Robert/Nick: Many thanks forresponses. I had be interested to know associated with virtually any gains to the WEB OPTIMIZATION advertisments when this is certainly put in place.

Posted by: Jersey at February 1, 2015 10:14 AM

Another example of stupidity, ill-defined terms and situation-dependent meanings, clouding lucidity of presentation. Simplicity is not synonymous with clarity!
3. Does having a right, in the questions listed, mean that government must ensure that right is fulfilled? Or does it mean that the individual has the right to get off his ass and work to achieve his right by joining, for example, with other education volunteers to form non-profit schools?
4. Is discrimination based on religious belief wrong if that religious belief demands that you be murdered for lack of that belief?
6. Suppose the popular movement is worse-behaving than the dictatorship -- Communist dictatorships vs Czarist and Chinese Chiang dictatorships, for example.
8. Why not tax people proportionately to the goods and services they derive from taxes paid by others? Why not cut government waste and uselessness by disbanding pork-fat prone agencies readily replaced by voter-controlled state agencies.
13. Yes. To simply serve as an example of what can be accomplished by all if they'd adopt and adapt fair-market capitalism and American founding principles. Time for others to let go of the nipple of dependency and to grow up.
14. Colonialism and imperialism are wrong only when they do more harm than good; ask post-British India and post WW2 Japan and Germany.
29. Read Diana West's last couple of recent books on the McCarthy era and the deliberate errors and and unjustified bad-mouthing of McCarthy's claims about communist influence in US goverment.
This is the same kind of crap that forced Stephen Coughlin out of government for his detailed expose of Islamist infiltration and subversive techniques of our government agencies.

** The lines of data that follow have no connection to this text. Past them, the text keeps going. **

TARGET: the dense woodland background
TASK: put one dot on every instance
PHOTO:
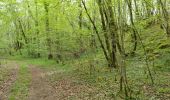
(121, 47)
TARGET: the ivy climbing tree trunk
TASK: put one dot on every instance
(47, 29)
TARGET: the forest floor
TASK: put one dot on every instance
(32, 82)
(46, 80)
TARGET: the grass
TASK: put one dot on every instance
(4, 71)
(20, 88)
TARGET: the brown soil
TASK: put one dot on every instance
(40, 88)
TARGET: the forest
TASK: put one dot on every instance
(84, 49)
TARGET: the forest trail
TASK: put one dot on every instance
(9, 81)
(40, 88)
(64, 89)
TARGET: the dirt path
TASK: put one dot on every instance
(63, 89)
(6, 86)
(40, 88)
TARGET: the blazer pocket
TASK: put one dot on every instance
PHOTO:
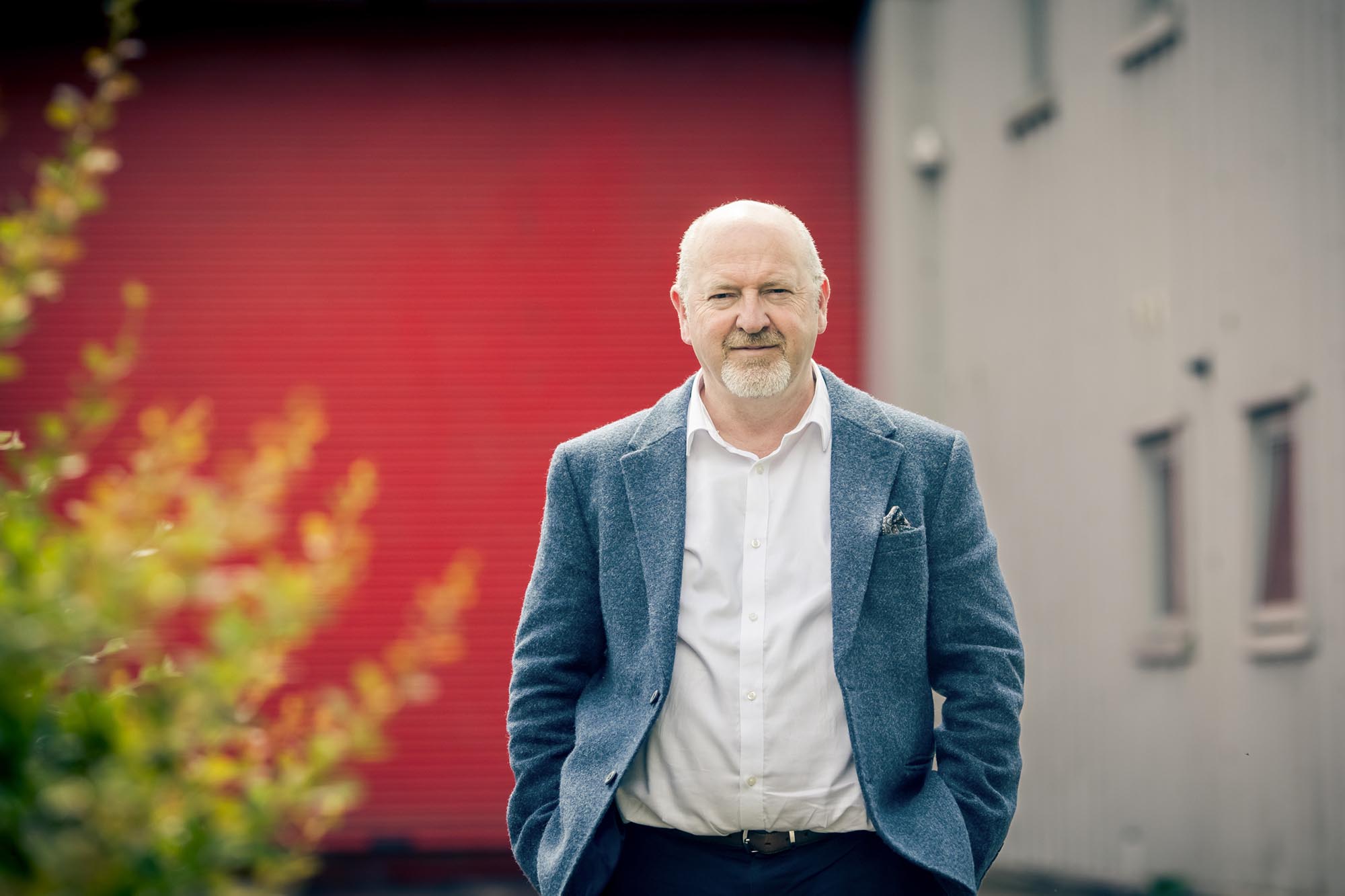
(902, 541)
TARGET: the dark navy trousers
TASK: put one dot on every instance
(660, 862)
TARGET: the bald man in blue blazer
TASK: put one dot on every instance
(915, 604)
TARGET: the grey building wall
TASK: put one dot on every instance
(1048, 295)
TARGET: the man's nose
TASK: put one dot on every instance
(753, 317)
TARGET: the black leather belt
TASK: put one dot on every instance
(765, 842)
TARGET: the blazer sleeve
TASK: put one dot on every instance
(559, 646)
(976, 661)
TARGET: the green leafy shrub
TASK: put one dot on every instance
(150, 740)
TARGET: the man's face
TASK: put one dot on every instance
(753, 315)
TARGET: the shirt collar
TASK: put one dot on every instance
(818, 412)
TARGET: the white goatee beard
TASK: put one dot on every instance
(757, 380)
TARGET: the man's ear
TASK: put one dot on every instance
(824, 296)
(681, 314)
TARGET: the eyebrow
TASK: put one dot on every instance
(730, 287)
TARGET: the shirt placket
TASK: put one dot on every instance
(753, 693)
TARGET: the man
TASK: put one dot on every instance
(742, 600)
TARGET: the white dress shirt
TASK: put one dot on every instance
(753, 735)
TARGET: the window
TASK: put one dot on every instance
(1278, 615)
(1039, 104)
(1157, 30)
(1168, 638)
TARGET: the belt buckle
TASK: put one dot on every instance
(750, 846)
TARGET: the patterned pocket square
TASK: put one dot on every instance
(895, 522)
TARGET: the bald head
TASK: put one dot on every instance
(744, 213)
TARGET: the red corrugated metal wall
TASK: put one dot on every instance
(465, 240)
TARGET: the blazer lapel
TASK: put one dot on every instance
(864, 469)
(656, 489)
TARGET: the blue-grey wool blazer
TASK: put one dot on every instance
(925, 608)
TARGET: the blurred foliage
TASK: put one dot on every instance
(1169, 885)
(150, 737)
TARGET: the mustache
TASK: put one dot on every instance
(754, 341)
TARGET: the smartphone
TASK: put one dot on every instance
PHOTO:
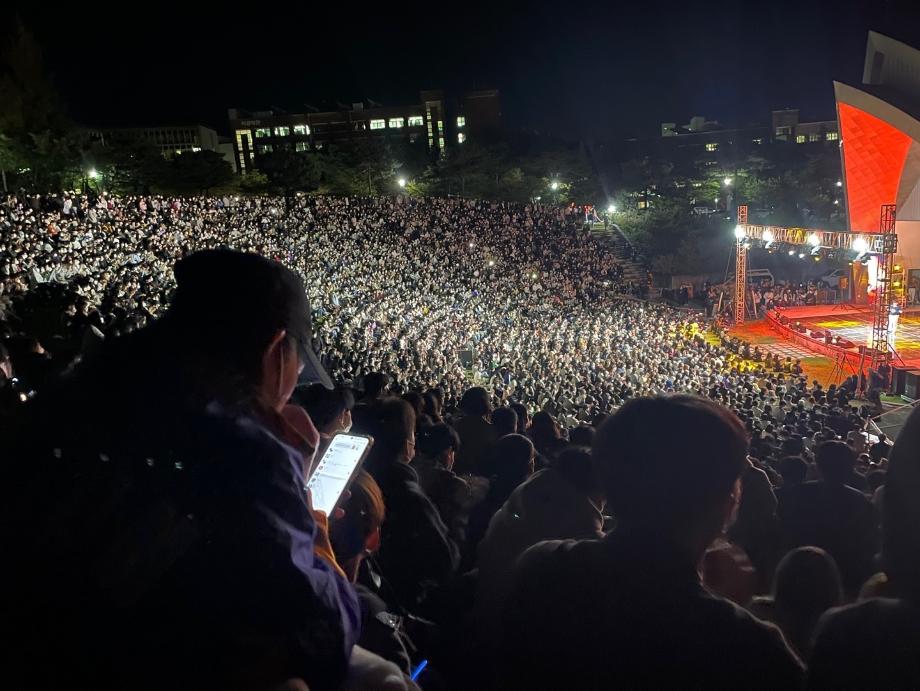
(337, 467)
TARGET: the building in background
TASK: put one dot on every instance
(172, 139)
(434, 122)
(880, 134)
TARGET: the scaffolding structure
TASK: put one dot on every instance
(740, 267)
(890, 284)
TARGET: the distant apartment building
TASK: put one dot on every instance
(434, 122)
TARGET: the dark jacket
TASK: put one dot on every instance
(837, 518)
(180, 557)
(617, 613)
(869, 645)
(416, 552)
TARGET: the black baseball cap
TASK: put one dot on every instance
(222, 291)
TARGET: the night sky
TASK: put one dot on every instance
(601, 71)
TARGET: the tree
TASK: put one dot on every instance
(289, 172)
(199, 171)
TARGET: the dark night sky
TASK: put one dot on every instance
(598, 70)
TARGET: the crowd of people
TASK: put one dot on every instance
(568, 487)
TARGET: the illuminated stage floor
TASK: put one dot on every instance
(856, 326)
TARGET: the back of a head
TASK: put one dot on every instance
(513, 460)
(667, 461)
(323, 405)
(835, 461)
(436, 439)
(574, 464)
(583, 435)
(364, 513)
(807, 582)
(793, 469)
(475, 402)
(375, 384)
(901, 511)
(505, 420)
(391, 422)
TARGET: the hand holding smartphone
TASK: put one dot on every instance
(336, 469)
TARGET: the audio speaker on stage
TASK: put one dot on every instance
(912, 383)
(898, 379)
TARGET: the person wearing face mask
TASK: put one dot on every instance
(163, 536)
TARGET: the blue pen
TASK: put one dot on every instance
(418, 670)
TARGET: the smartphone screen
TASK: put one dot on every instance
(336, 468)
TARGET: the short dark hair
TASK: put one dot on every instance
(323, 405)
(475, 402)
(665, 460)
(436, 439)
(836, 460)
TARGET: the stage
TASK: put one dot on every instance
(848, 323)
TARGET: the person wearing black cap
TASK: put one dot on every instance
(162, 532)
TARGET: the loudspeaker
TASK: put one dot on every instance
(912, 384)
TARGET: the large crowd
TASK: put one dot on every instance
(519, 390)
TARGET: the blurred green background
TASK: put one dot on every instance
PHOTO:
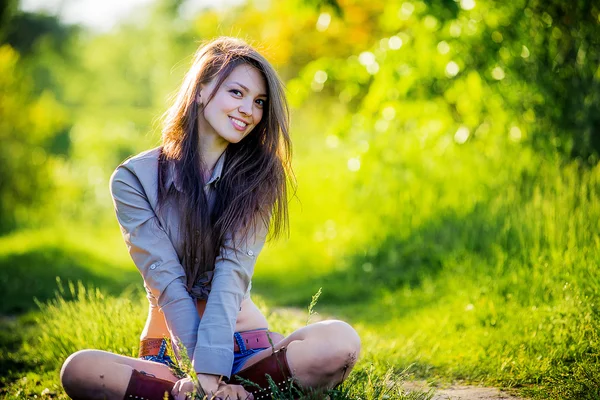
(446, 154)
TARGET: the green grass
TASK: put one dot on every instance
(503, 291)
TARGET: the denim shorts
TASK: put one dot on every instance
(239, 357)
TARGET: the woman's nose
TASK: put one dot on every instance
(245, 108)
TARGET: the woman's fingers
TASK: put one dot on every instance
(233, 392)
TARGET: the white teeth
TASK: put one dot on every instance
(239, 123)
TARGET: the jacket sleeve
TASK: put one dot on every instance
(234, 267)
(154, 255)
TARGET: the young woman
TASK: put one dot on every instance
(195, 213)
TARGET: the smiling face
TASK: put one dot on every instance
(236, 107)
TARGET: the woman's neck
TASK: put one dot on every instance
(211, 147)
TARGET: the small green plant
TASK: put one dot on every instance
(313, 303)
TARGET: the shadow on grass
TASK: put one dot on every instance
(408, 262)
(33, 275)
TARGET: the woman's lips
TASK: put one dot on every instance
(237, 124)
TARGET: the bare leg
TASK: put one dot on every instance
(320, 355)
(96, 374)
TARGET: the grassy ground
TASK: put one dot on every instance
(503, 292)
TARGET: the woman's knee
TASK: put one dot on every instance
(337, 340)
(326, 354)
(73, 370)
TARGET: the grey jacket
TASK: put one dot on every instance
(154, 243)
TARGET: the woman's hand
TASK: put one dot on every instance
(232, 392)
(185, 386)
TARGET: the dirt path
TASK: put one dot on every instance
(450, 392)
(461, 392)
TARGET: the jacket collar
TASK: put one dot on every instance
(173, 179)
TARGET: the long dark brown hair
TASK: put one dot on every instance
(257, 170)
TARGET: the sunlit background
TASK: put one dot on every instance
(446, 155)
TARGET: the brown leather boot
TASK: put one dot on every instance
(147, 387)
(276, 367)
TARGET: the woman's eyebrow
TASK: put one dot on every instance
(247, 90)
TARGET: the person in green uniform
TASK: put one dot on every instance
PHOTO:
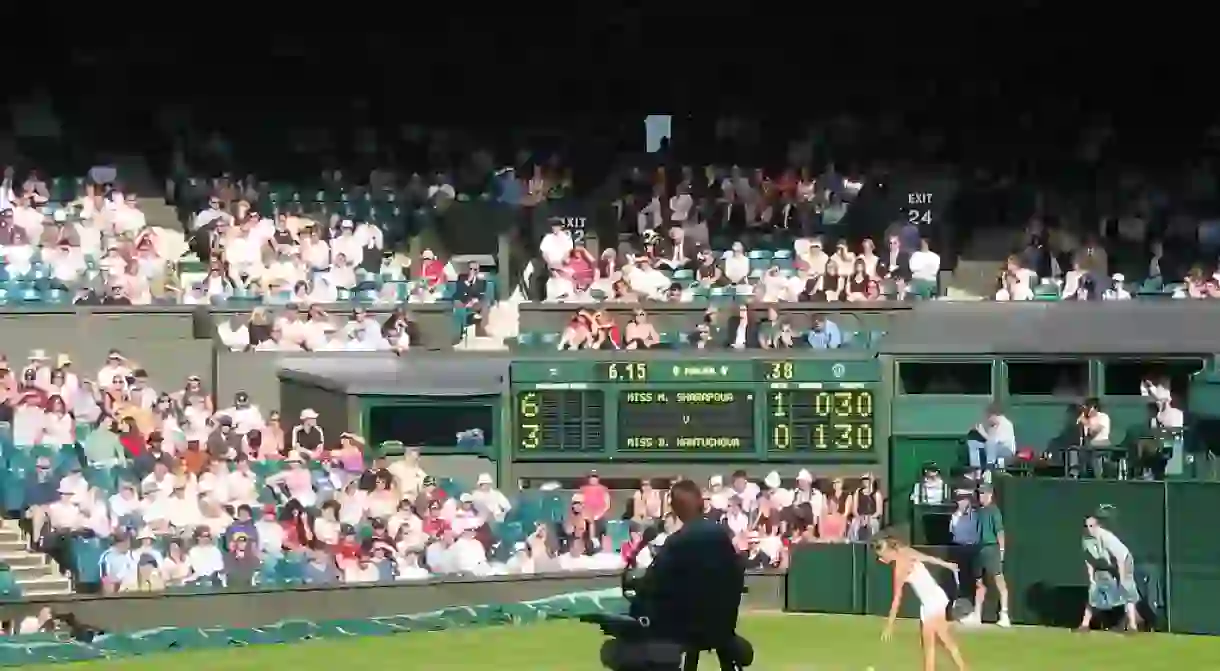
(991, 554)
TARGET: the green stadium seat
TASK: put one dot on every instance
(86, 555)
(619, 532)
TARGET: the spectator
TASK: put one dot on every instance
(297, 482)
(42, 491)
(409, 475)
(825, 333)
(117, 564)
(1116, 290)
(308, 437)
(242, 563)
(245, 416)
(925, 267)
(742, 332)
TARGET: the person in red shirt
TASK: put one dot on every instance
(608, 334)
(582, 267)
(432, 270)
(595, 497)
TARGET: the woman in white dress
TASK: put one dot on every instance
(910, 569)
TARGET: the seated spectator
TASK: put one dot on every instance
(578, 333)
(117, 564)
(295, 481)
(176, 569)
(1013, 289)
(42, 491)
(270, 533)
(147, 577)
(242, 561)
(101, 448)
(1116, 290)
(489, 502)
(320, 570)
(737, 265)
(605, 332)
(308, 437)
(205, 559)
(824, 334)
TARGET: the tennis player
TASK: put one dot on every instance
(910, 569)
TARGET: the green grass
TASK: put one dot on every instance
(782, 643)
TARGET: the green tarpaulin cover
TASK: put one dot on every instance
(49, 648)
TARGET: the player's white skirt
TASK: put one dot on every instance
(933, 609)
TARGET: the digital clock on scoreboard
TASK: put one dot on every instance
(686, 420)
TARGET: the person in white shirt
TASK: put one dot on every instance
(116, 366)
(64, 515)
(59, 427)
(245, 416)
(467, 555)
(746, 491)
(556, 245)
(1169, 416)
(575, 558)
(271, 533)
(28, 421)
(737, 265)
(1119, 556)
(488, 500)
(998, 441)
(205, 559)
(1014, 289)
(648, 281)
(925, 264)
(1094, 423)
(1116, 290)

I'd continue, but the drones are circling.

Posted by: Howard Nelson at February 1, 2015 12:40 PM

"Communists have a right to express their opinions."

"Right" is a very cheap word.

Then freedom loving capitalists have a "human right" to piss on their imperial and enslaving opinions and build a flower garden with their putrid remains.

"I could have a million friends. All I'd have to do is change my point of view." -I forget who said it.

Posted by: Denny at February 1, 2015 8:58 PM

Interestingly, as a paleo-Conservative, scored 65% "Agree". Of course, that could simply be because of a strong libertarian streak in my conservatism.

I do agree with others that many of the questions are not geared to discriminating between liberal and conservative, but to the stereotype that conservatives are authoritarian and are against the latest liberal mantra. To wit, "Everyone is entitled to his own opinion". In my experience, it is the liberals who tell me that I should not be thinking the way that I do, and conservatives say that your entitled to your opinion (even though it may be wrong -- >).